A Guide to Explaining Poppers to a Noob

A Guide to Explaining Poppers to a Noob


My first experience with poppers was at a gay friend’s house. We were all sitting around drinking and he pulled out a tiny little bottle that looked like one of those essential oils you stick into those fancy burners.

“Want to do some poppers?”

“What’s that?”

“It’s a gay sex drug. It makes your asshole loose.”

This did not particularly sell me. Aside form “muscle relaxation,” my friends swore that poppers would create a feeling of mild euphoria, or as it’s known on the street, giggliness.

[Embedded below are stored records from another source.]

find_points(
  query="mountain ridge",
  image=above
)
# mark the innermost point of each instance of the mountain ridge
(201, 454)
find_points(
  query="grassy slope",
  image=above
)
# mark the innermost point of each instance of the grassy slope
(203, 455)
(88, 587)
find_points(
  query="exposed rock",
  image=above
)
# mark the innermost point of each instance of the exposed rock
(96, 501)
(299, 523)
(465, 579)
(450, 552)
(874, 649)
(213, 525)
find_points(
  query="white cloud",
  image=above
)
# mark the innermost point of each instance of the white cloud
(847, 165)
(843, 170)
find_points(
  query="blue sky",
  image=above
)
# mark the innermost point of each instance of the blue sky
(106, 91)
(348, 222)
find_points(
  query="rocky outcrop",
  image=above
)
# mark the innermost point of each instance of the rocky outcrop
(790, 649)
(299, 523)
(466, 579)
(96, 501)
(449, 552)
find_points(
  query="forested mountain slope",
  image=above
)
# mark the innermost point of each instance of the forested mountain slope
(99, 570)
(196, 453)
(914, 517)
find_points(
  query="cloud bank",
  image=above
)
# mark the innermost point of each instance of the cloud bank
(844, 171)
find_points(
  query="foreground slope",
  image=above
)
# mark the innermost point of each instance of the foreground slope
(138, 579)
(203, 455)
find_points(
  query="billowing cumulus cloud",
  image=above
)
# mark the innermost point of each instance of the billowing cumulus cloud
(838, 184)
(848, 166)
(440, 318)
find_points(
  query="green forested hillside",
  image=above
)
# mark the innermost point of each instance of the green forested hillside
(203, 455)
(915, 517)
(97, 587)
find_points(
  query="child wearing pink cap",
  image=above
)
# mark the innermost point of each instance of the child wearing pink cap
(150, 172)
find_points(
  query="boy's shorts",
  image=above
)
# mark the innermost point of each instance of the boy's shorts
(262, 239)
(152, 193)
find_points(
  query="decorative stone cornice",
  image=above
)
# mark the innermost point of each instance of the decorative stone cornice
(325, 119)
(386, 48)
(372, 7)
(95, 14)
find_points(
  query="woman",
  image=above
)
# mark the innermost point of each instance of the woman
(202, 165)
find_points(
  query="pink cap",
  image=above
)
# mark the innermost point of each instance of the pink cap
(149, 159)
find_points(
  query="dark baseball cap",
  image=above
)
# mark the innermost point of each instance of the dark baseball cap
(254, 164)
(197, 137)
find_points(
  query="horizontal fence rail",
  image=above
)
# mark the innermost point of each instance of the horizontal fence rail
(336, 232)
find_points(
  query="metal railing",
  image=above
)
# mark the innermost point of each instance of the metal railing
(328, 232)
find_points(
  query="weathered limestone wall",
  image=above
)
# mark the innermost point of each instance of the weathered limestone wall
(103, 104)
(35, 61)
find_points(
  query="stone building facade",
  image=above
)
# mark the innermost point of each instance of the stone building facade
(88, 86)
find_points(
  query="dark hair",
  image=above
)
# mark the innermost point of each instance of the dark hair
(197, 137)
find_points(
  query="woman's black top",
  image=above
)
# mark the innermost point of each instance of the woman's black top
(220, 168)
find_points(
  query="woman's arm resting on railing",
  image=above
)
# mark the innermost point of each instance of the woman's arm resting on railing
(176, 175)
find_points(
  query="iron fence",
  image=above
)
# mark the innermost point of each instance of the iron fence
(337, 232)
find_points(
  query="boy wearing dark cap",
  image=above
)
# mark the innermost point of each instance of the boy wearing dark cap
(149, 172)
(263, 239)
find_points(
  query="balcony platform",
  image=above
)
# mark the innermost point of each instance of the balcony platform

I decided to take a little sniff and I felt my face go “flush with desire.” Soon we were passing around the bottle and watching YouTube videos of cats playing the piano, espousing our new favorite drug, poppers. It was like weed mixed with whippets, but way less intense, lasting only about 30 seconds per sniff.

I did not notice any troubling, ahem, asshole effects.

The problem with poppers, everyone soon realizes, is they make you stupid for days. That’s what you get for suffocating your brain over and over for two hours, thinking you’re mildly enjoying something along the lines of Pottery Barn eucalyptus oil. Names become impossible to remember, your writing goes to pot, and you get mild headaches over and over.

Nonetheless, you will eventually end up in another social scenario where someone brings up poppers, and you have to explain what they are. To tell the truth, you’d have to say:

1. They’re a gay sex drug.
2. They make your asshole lose.
3. They make YouTube funnier.
4. They make you stupid and headachey.

This is not a functional formula for peer pressuring someone to try a new drug. It’s worth examining these points one by one, depending on your friend group.

Saying poppers is a gay sex drug probably makes them fall on the “enticing” side of the spectrum. “Ooh! That sounds hot and experimental.” Point number two instantly cancels this out. I recommend saying it “relaxes you,” and if they ask about the butt thing, say “It’s never been a problem for me.” Throw number 3 in there as a kicker and just leave out number 4, unless you want to be totally conscientious. (Let’s be friends, nice person.)

I hope this guide helped you broach the complicated subject of poppers. The Tangential, uh, doesn’t condone using them or anything.